It's been said before, but proofread, proofread, proofread. Good spelling and grammar always make the experience of reading more enjoyable. :)
 

Thankyou for everyone's input.

I can see my attempt at making things a bit humorous is being taken wrong and I'll work on that. The use of different color text is when I take a descriptive text from a book. I was marking it to be different so that folks knew it wasn't my writing. Again- I'll stop that and stick with what I say in the game.

As far as how I do Storyhours, Creation Schema is based on my game group. The others are not since I either I didn't have a group at the time but had a story I had to write or a story I wanted to tell that may not work well with a gaming group. The Pathfinders is this.

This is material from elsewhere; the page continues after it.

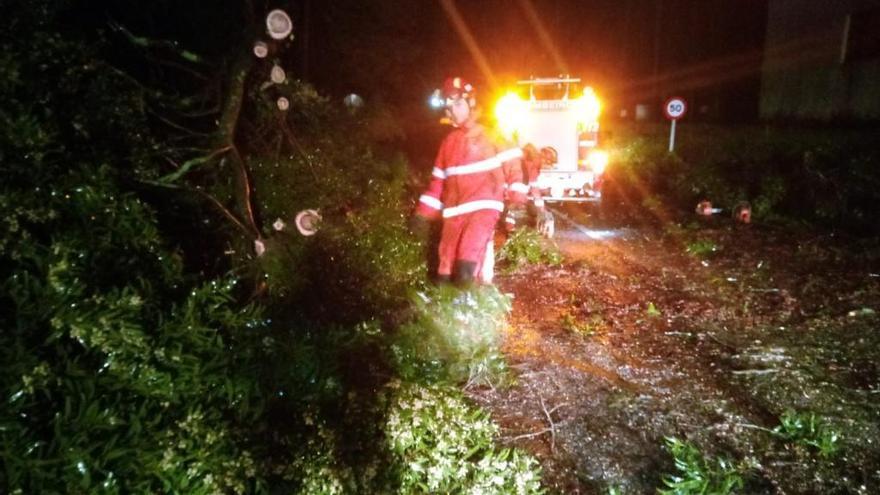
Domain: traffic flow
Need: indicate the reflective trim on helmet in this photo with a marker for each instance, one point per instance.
(431, 201)
(472, 206)
(519, 187)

I will try to write in past tense to unify my writing a bit and I use a spell checker but it is old and lacks a grammar check. My skills in both are poor at best.

So again- thankyou.
 

megamania said:
I will try to write in past tense to unify my writing a bit and I use a spell checker but it is old and lacks a grammar check. My skills in both are poor at best.

Spellcheck good. Grammar check not good.

Seriously. The grammar check on MS Word is wrong half the time. It's a useful tool if you're looking for a specific type of mistake (such as passive voice). But I'd recommend against using it as a general safety net or learning tool.